The first, a dual‑branch design, runs a frozen SAM ViT‑B encoder in parallel with a trainable VMamba encoder. The SAM branch supplies generalist features, while the VMamba branch learns domain‑specific representations from the same 2‑D slice. A Cross‑Branch Attention (CBA) module treats VMamba outputs as queries and SAM outputs as keys/values, allowing the specialist branch to guide retrieval of relevant general knowledge. The attention output is added residually to the SAM features, and a decoder (either a conventional CNN up‑sampler or an implicit feature alignment decoder) produces the final 3‑D mask. This explicit separation of concerns yields high Dice scores (mean 0.906) comparable to state‑of‑the‑art UNet++ (0.907) and superior performance on the Myocardium and Left Ventricle classes.

The second strategy inserts lightweight 3‑D‑aware Tri‑Plane Mamba (TP‑Mamba) adapters into every multi‑head self‑attention (MSA) and MLP block of the frozen SAM encoder, following a Parameter‑Efficient Fine‑Tuning (PEFT) paradigm. Each adapter projects the 2‑D token sequence to a lower‑dimensional space, reshapes it into a pseudo‑volume, and processes it through two parallel paths: a local 3‑D convolutional path and a global path that slices the volume along axial, coronal, and sagittal planes and feeds each slice into a Mamba block. The two paths are fused and projected back to the original SAM dimension, then added residually. An optional LoRA can be applied to the Q/K/V projections of the frozen MSA layers for even finer control.

A novel component, Multi‑Frequency Gated Convolution (MFGC), is integrated into the TP‑Mamba adapters. MFGC applies a 3‑D discrete cosine transform (DCT) to extract frequency‑domain features, then combines them with spatial features through an adaptive gating mechanism. This joint spatial‑frequency analysis suppresses high‑frequency noise while emphasizing low‑frequency anatomical structures, improving robustness on noisy medical scans.

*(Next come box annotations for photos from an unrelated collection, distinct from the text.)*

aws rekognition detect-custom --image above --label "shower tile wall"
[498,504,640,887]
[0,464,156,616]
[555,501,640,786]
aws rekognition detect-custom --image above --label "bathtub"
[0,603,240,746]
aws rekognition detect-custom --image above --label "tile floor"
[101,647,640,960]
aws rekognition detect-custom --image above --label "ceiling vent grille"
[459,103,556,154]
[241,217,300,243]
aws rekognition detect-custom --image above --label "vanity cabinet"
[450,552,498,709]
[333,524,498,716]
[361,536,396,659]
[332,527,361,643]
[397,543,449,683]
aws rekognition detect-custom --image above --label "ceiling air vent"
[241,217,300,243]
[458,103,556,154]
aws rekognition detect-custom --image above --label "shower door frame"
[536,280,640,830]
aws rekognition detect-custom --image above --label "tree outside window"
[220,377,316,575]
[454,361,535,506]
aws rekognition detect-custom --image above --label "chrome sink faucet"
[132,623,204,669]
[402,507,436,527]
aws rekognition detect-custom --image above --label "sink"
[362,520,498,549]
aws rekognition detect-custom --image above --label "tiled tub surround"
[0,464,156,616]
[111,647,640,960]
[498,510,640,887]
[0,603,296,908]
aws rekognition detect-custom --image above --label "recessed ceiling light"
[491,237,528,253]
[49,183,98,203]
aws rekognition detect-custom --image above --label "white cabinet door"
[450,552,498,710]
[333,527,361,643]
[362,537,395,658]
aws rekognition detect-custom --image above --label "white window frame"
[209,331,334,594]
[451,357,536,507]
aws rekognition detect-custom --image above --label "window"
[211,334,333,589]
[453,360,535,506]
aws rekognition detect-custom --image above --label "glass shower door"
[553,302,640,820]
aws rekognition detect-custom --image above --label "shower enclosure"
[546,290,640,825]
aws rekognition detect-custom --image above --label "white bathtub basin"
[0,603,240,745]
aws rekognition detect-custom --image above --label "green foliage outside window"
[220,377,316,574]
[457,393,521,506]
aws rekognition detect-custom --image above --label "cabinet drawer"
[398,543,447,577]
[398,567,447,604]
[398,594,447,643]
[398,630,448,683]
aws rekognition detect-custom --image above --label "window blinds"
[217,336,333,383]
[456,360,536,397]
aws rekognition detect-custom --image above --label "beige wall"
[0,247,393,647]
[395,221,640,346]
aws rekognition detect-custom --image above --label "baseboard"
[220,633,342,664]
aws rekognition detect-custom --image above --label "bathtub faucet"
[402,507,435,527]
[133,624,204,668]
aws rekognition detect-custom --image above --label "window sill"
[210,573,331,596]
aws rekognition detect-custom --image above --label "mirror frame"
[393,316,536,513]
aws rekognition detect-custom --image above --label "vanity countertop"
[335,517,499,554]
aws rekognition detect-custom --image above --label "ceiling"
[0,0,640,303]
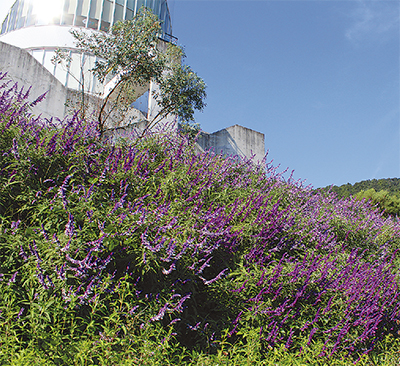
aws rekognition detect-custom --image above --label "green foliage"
[0,81,400,365]
[53,7,206,134]
[355,188,400,216]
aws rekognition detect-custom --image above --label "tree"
[55,8,206,134]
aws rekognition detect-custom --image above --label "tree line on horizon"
[322,178,400,216]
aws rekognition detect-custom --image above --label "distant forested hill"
[323,178,400,217]
[324,178,400,197]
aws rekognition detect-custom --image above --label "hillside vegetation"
[0,78,400,365]
[323,178,400,217]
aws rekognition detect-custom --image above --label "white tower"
[0,0,174,116]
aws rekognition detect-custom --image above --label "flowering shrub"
[0,75,400,364]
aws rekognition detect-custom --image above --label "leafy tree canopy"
[54,8,206,134]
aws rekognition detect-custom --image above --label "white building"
[0,0,265,160]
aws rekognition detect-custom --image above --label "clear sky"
[0,0,400,187]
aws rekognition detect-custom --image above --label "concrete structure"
[0,0,265,161]
[197,125,265,162]
[0,0,174,119]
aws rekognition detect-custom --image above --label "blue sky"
[171,0,400,187]
[0,0,400,187]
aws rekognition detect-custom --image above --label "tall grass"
[0,75,400,365]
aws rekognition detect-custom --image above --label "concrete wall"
[0,41,148,128]
[0,42,68,118]
[197,125,265,162]
[0,41,265,161]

Experiments are conducted on the ACDC cardiac MRI dataset, which includes four cardiac structures (right ventricle, myocardium, left ventricle, and blood pool). The dual‑branch Mamba‑SAM‑Base achieves a mean Dice of 0.906, matching UNet++ and outperforming it on myocardium (0.910) and left ventricle (0.971). The adapter‑based TP‑MFGC variant runs at 4.77 frames per second (FPS) with a mean Dice of 0.880, demonstrating a favorable speed‑accuracy trade‑off. Compared against a range of baselines—including 3‑D U‑Net, Swin‑UNet, MedSAM, and recent Mamba‑based segmentation models—the proposed methods consistently deliver comparable or superior performance while using far fewer trainable parameters and requiring less GPU memory.

Key contributions are: (1) a hybrid framework that leverages SAM’s massive pre‑trained knowledge without fine‑tuning its parameters; (2) two distinct PEFT strategies—dual‑branch cross‑attention and internal TP‑Mamba adapters—that enable efficient 3‑D context modeling; (3) the introduction of MFGC for joint spatial‑frequency feature enhancement; and (4) thorough empirical validation showing that the hybrid approach attains state‑of‑the‑art accuracy with markedly reduced computational overhead. The work opens avenues for extending foundation‑model adaptation to other volumetric modalities (e.g., CT, PET) and for integrating such lightweight, high‑performance segmenters into real‑time clinical workflows.